All children will backtalk at some stage in their lives. Backtalk is a normal stage of development in children. They are still learning to deal with conflicting emotions inside of themselves and assert their independence. They want to be assertive yet not get into trouble but are unsure of how to do it. The easiest way seems to be talking back to their parents! For parents, the key to dealing with backtalk is to have patience, understanding, and self-restraint.
Managing Children who Backtalk
In dealing with backtalk, it is essential that parents model the behavior they wish to see in their child. Children always learn behaviors from someone. By establishing a relationship with children based on respect, parents can nip backtalk before it gets out of hand. Here are some steps to try to end the habit and have respectful relationships with your children.
Set clear rules: What is most important to you? No put-downs, muttering or condescending gazes? Be firm in your tolerance and announce the rules to everyone in the household. Post them in the kitchen for reference.
Decide not to take it: Always follow through with consequences of undesirable behaviors. Parents who refuse to tolerate rude behavior have children who are not rude. Of course, this works two ways – treat your child with kind and understanding behavior.
Explain it: Help your child express his emotions more acceptably. Discussing negative emotions and feelings with your child helps him to accept them, release them and understand why he feels them.
Establish a code: For times when you are in public or when friends are around, let your children know they are nearing the disrespectful zone with a prearranged signal. This could be a phrase or a gesture. Follow through with consequences for misbehavior.

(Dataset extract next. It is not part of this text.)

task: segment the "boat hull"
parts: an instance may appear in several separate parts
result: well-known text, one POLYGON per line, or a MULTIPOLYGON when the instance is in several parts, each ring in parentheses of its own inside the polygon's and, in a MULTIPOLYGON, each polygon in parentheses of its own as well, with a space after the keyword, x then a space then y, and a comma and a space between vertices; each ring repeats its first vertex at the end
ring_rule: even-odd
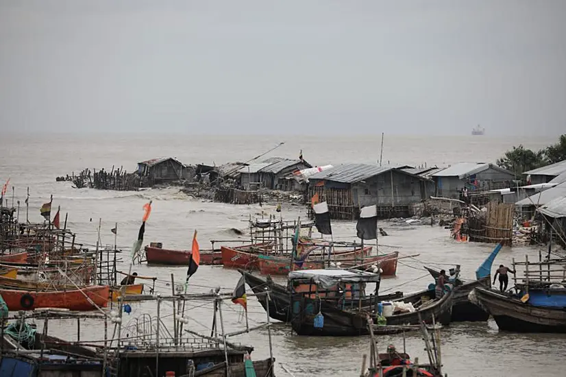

Don’t get in the act: As tempting as it is at times to say something rude back to your child, don’t. By practicing patience and understanding you are setting an excellent example instead.
Teach Respect to Children
Never forget it takes two people to argue, your children cannot argue by themselves. Choosing your battles goes a long way in teaching respect to your children. State your case once and allow your child to state his and set the consequence or walk out of the room if need be. This shows children your word is “final” and will not be changed, though you value their opinions. The result is respectful children and adults.